Available protein structures:
- PDB: IPR004185 PF02903 (ECOD; PDBsum)
- AlphaFold: IPR004185; PF02903;

= Glycoside hydrolase family 13 =

In molecular biology, glycoside hydrolase family 13 is a family of glycoside hydrolases.

Glycoside hydrolases are a widespread group of enzymes that hydrolyse the glycosidic bond between two or more carbohydrates, or between a carbohydrate and a non-carbohydrate moiety. A classification system for glycoside hydrolases, based on sequence similarity, has led to the definition of >100 different families.
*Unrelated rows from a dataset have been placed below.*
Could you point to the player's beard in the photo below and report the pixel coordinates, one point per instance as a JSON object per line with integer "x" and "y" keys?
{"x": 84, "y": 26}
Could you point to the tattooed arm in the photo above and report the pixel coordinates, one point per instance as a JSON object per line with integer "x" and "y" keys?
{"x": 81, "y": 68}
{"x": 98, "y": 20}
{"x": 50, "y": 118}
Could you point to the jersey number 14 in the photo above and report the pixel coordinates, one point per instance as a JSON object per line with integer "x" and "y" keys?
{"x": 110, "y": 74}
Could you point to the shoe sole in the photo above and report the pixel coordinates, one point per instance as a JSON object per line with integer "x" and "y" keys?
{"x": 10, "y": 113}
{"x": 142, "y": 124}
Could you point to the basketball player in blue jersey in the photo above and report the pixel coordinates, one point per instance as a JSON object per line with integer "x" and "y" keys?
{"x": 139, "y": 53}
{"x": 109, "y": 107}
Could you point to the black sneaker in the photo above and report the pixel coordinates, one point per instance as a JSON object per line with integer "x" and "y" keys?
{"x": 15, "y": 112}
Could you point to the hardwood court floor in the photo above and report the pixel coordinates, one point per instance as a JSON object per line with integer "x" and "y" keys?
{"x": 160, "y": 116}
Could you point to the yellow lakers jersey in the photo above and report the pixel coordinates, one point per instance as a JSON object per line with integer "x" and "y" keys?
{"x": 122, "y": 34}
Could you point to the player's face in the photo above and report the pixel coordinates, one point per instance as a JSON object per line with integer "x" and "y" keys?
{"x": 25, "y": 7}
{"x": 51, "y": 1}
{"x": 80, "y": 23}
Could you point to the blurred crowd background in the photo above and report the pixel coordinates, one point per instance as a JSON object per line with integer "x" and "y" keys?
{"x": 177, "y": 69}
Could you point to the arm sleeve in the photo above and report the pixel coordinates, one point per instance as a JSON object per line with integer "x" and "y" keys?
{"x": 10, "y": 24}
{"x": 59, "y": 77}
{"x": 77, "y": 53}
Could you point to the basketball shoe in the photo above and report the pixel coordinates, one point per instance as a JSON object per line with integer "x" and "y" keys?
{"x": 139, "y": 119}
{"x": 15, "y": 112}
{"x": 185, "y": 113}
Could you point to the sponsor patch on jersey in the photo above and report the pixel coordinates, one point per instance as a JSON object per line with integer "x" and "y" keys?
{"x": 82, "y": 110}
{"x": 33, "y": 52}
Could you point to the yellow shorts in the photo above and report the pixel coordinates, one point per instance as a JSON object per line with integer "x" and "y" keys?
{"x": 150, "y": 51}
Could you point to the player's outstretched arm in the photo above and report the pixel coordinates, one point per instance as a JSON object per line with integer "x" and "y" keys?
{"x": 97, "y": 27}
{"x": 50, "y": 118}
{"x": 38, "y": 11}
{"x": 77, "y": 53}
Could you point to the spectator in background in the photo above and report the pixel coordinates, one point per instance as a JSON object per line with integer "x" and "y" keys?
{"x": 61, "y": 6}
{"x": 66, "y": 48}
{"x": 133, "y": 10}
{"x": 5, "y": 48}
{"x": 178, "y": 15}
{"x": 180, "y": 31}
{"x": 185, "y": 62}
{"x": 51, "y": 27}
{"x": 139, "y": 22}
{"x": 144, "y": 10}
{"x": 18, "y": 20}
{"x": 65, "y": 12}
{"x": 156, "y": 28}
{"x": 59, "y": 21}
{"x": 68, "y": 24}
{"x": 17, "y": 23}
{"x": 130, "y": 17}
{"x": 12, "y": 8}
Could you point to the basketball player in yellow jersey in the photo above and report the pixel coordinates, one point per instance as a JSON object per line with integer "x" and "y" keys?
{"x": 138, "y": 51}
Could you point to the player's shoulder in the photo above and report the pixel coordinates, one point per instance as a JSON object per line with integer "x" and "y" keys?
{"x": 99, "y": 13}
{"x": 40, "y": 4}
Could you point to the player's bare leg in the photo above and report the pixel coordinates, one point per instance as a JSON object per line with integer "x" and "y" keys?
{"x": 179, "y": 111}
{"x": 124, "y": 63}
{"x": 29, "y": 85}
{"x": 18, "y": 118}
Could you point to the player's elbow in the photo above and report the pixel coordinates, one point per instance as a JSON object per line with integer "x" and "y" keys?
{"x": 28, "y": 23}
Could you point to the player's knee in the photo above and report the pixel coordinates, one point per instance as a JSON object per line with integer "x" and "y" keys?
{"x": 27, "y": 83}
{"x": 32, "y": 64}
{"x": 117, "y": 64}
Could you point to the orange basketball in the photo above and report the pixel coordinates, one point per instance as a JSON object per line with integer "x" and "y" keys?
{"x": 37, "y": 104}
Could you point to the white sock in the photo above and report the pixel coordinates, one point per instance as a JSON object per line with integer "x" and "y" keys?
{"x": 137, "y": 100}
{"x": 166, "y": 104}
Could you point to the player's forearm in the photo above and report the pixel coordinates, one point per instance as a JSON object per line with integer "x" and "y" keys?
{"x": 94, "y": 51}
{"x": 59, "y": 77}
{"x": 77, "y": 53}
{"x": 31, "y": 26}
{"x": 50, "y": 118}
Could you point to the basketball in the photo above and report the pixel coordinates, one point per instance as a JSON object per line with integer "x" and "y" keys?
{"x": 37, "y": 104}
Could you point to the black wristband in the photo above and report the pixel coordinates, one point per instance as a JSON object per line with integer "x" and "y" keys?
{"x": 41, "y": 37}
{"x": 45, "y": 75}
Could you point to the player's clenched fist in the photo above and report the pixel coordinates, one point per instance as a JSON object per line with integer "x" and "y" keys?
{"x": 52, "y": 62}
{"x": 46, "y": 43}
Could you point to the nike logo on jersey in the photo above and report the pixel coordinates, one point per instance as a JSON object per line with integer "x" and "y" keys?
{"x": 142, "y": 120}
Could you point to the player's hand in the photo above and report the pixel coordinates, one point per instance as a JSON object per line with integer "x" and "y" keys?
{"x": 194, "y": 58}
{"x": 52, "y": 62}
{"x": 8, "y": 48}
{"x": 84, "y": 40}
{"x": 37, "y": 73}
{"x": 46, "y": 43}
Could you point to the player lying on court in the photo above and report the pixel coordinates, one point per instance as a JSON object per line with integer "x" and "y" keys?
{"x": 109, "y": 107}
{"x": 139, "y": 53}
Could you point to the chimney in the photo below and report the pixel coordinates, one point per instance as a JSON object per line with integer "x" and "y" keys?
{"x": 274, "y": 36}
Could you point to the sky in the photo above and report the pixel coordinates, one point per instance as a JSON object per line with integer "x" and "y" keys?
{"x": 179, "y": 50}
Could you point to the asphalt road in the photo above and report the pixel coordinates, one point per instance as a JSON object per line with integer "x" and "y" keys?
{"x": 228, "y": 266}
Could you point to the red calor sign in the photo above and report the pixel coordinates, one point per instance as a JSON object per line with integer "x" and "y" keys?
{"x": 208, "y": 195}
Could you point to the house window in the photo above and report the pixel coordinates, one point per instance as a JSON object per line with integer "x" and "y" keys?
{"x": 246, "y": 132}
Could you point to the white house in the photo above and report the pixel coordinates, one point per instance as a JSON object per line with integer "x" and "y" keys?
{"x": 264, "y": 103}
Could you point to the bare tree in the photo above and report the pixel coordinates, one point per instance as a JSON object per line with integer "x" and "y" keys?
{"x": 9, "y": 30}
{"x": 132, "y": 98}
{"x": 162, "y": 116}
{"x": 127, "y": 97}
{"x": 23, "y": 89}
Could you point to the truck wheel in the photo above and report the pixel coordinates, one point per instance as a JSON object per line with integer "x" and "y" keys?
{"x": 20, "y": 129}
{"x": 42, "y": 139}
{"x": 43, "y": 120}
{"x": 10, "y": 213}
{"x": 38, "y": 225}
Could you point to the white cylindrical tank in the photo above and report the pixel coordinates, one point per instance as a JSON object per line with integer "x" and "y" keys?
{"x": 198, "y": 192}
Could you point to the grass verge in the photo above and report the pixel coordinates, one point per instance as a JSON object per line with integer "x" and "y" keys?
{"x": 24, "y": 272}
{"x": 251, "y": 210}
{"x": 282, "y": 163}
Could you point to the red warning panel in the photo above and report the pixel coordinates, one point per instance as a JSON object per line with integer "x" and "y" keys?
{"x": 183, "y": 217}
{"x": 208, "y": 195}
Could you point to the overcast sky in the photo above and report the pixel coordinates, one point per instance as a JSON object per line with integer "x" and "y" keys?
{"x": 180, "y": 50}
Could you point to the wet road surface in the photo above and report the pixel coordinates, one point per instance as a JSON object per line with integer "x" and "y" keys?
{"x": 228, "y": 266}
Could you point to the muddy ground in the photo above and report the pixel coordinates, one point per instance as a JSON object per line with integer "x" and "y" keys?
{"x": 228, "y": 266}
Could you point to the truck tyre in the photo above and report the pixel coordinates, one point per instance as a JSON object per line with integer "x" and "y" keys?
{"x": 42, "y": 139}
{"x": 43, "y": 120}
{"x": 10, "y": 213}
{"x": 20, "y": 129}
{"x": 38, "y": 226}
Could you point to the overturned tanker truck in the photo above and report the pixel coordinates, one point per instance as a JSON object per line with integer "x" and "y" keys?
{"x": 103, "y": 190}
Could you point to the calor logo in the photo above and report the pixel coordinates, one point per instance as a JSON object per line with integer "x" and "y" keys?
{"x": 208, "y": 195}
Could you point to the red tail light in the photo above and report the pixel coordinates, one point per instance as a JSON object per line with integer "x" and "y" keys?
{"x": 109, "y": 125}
This classification is available on the CAZy web site, and also discussed at CAZypedia, an online encyclopedia of carbohydrate active enzymes.

Enzymes containing this domain belong to family 13 (CAZY GH_13) of the glycosyl hydrolases. The maltogenic alpha-amylase is an enzyme which catalyses hydrolysis of (1-4)-alpha-D-glucosidic linkages in polysaccharides so as to remove successive alpha-maltose residues from the non-reducing ends of the chains in the conversion of starch to maltose. Other enzymes in this family include neopullulanase, which hydrolyses pullulan to panose, and cyclomaltodextrinase, which hydrolyses cyclodextrins.